Когда поменьше был, офицеров я высматривал в толпе. Никогда в мундштук не харкнет, как какой-нибудь ханыга с базара. Офицеры, особенно майоры и полковники, не жадины, не сквалыги и нотаций не читают — бесполезно. От него что требуется — поделиться, оставить покурить, дать трояк. А нотаций с нас предостаточно. Все донимают — милиция, дворники, учителя. А офицер не презирает тебя за то, что попрошайничаешь, он и похуже насмотрелся. Знает, что сейчас уйдет в обеспеченную доппайковую жизнь, а ты по-прежнему останешься мотаться возле пивнушек, надеясь на подачку. После возвращения в Киев я вскоре перестал вертеться у злачных мест — вырос, стал смущаться, но есть хотелось сильнее. Как только возникала возможность лишний раз зайти в стационар проведать тетку, я ее — эту возможность — не упускал: там поешь на халяву и домой кое-что унесешь под белым халатом. Руку в карман запустишь и держишь банку с порцией второго, приваленного утренним салатом. Если бы тетка лежала в стационаре все время — мы бы питались с мамой прилично.
Испанская птичка
Человек из одноместной палаты мгновенно меня вычислил, да я и не очень скрывался. Тарелки со снедью стояли на подоконнике. Шел уже пятый час, и если немедленно не уничтожить их содержимое, начнут разносить полдник, в коридоре возникнет суета, забегают сестры, и тогда стоящее неподалеку от кровати уплывет на столике с колесиками и им поужинает кто-то из обслуги, чего допускать нельзя — пожалею. В стационар разрешалось приходить с четырех круглую неделю, чтобы родственники успевали принести дополнительное питание — фрукты и зелень, поухаживать за тяжелыми и уйти до вечернего обхода. Вечерний обход — вроде полицейской операции. Профессор, за ним медсестра с полотенцем, пропитанным каким-то дезинфицирующим раствором, затем палатные врачи, старшие, средние и младшие медсестры, кастелянша, уборщицы и еще какие-то из многочисленной обслуги.
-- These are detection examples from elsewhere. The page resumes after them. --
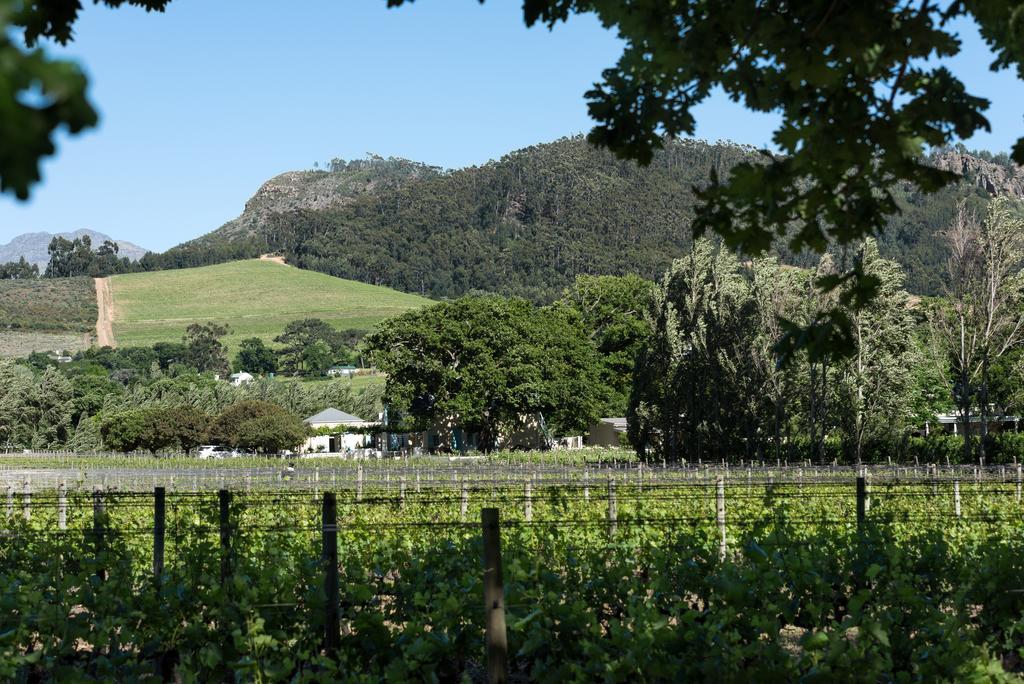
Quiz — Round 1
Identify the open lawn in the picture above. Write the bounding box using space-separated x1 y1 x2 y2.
111 259 430 353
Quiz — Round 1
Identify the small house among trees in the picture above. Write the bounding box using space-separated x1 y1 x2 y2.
302 408 373 454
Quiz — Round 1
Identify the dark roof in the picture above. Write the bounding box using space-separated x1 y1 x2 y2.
306 409 366 425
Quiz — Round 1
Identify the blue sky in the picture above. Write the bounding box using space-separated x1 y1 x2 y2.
0 0 1024 250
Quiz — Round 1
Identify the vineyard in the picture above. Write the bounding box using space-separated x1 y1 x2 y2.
0 460 1024 682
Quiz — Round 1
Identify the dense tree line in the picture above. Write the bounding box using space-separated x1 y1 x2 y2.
0 257 39 281
0 325 381 452
367 295 603 451
629 224 1024 463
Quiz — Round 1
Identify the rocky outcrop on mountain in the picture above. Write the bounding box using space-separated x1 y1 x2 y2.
201 156 441 239
935 149 1024 200
0 228 150 272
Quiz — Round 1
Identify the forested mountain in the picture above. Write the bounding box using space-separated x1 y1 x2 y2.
159 136 1024 301
0 228 146 272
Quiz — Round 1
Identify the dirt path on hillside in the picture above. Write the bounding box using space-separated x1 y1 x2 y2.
93 277 118 347
259 254 288 266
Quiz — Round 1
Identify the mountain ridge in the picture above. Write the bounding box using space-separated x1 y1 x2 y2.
0 228 150 272
159 136 1024 301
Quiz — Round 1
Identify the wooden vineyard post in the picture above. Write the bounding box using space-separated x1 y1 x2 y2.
217 489 231 582
608 477 618 535
715 477 728 561
153 486 167 586
57 480 68 529
1017 464 1021 504
480 508 509 684
323 491 341 659
92 487 106 582
857 475 867 530
523 480 534 522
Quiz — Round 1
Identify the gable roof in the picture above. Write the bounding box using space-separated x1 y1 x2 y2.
306 409 366 425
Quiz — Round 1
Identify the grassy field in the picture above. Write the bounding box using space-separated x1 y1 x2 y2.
0 276 96 333
0 330 92 358
111 259 430 352
0 277 96 357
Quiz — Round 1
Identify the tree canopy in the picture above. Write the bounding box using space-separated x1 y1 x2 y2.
365 296 602 450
Профессор пальцем прикоснется к больному, вытрет его, то есть палец, полотенцем, отдаст приказания и, не дай Бог, заметит какие-нибудь недостатки. Из одноместной палаты профессор не спешил уйти, он садился на кровать, вынимал из кармана коричневый деревянный стетоскоп и обслуживал моряка, случалось, и по пятьдесят минут, потом беседовал с ним, поглаживая по руке, и потом не обтирал свою дезинфицирующим полотенцем. Свита стояла навытяжку. Перед обходом в палату залетала сестра, поправляла одеяло и подушку, окидывала взглядом, все ли в порядке, и возвращалась назад, в коридор, присоединяясь к хвосту свиты под вопросительным взглядом палатного врача — миловидной женщинки в пепельных кудельках. Не простой пациент занимал одноместную с американским холодильником. И профессор его жалел. Выходя из палаты, шумно выпускал воздух из легких и досадливо мотал головой. Я однажды наблюдал все это дело, и профессор, хотя и смотрел в мою сторону строго, никакого замечания не обронил. Он, наверное, подумал, что я сын или родственник.